Add configurable wavefront size support for Navi/MI.

[To squash] Configurable warp size in test_core_amd.py::test_convert2d Note: test_core_amd.py::test_convert2d unit tests have been changed because some of the old layouts exceed the shared memory limit (64KiB)
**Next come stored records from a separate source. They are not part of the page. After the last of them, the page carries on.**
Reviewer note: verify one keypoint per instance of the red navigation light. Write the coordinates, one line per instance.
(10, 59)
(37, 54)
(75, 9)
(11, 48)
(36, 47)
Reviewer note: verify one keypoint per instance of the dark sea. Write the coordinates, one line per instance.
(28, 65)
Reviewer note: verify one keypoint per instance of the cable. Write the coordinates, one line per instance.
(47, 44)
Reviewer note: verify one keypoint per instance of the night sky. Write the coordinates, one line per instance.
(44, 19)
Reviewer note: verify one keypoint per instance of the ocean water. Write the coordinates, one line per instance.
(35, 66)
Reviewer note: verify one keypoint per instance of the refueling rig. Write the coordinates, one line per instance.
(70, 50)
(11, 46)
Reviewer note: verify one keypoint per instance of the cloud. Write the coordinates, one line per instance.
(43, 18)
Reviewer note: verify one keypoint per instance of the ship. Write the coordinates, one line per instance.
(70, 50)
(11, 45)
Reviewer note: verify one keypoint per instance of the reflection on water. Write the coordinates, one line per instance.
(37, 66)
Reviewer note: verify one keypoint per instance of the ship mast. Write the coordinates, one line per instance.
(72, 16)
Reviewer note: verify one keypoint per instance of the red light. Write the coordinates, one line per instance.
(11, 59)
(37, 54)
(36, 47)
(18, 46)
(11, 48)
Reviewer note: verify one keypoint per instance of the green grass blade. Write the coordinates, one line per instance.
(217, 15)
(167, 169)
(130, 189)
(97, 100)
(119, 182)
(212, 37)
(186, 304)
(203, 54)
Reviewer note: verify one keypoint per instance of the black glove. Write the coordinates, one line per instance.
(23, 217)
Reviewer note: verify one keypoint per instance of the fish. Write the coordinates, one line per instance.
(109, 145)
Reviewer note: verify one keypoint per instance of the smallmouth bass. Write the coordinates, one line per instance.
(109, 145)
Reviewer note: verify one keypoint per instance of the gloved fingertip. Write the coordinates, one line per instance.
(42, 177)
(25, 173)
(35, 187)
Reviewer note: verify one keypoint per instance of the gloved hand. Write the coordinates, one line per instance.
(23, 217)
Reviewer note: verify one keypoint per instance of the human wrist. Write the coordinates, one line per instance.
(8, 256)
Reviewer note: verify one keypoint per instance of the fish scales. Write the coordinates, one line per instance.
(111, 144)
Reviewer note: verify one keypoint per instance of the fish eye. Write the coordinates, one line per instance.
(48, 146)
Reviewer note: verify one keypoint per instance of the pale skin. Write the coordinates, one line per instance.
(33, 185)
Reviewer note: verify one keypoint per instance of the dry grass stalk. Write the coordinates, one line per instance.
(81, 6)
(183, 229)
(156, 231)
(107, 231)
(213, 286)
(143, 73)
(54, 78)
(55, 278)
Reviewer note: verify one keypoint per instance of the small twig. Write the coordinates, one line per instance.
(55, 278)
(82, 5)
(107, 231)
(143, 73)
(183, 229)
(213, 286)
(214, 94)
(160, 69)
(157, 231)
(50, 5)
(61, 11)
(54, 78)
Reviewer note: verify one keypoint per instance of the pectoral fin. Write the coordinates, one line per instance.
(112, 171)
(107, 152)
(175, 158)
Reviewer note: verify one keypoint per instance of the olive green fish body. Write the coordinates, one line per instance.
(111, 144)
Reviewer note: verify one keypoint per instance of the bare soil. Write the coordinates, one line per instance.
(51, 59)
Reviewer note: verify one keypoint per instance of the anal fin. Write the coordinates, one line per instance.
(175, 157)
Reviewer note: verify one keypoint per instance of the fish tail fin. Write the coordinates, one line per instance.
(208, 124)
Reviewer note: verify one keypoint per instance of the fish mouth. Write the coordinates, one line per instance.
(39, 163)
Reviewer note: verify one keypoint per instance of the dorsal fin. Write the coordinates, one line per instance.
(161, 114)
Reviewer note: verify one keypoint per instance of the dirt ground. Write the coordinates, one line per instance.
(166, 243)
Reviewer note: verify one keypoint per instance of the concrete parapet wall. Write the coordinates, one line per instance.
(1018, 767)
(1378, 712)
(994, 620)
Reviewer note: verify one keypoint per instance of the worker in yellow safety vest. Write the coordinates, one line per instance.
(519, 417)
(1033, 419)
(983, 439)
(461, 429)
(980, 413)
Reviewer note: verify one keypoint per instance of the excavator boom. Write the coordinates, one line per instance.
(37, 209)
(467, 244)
2026-04-05 03:01:17 -04:00 · 2023-06-20 18:59:46 +00:00
parent 2cb9ecd009
commit 75b86da598
11 changed files with 82 additions and 69 deletions
--- a/lib/Conversion/TritonGPUToLLVM/ConvertLayoutOpToLLVM.cpp
+++ b/lib/Conversion/TritonGPUToLLVM/ConvertLayoutOpToLLVM.cpp
@@ -149,7 +149,8 @@ private:
      SmallVector<Value> mmaColIdx(4);
      SmallVector<Value> mmaRowIdx(2);
      Value threadId = getThreadId(rewriter, loc);
-      Value warpSize = i32_val(32);
+      unsigned iWaveSize = triton::gpu::getWarpSize(layout);
+      Value warpSize = i32_val(iWaveSize);
      Value laneId = urem(threadId, warpSize);
      Value warpId = udiv(threadId, warpSize);
      // TODO: fix the bug in MMAEncodingAttr document
@@ -207,7 +208,8 @@ private:
      SmallVector<Value> mfmaColIdx(4);
      SmallVector<Value> mfmaRowIdx(16);
      Value threadId = getThreadId(rewriter, loc);
-      Value warpSize = i32_val(64);
+      unsigned iWaveSize = triton::gpu::getWarpSize(layout);
+      Value warpSize = i32_val(iWaveSize);
      Value laneId = urem(threadId, warpSize);
      Value warpId = udiv(threadId, warpSize);
      // TODO: fix the bug in MMAEncodingAttr document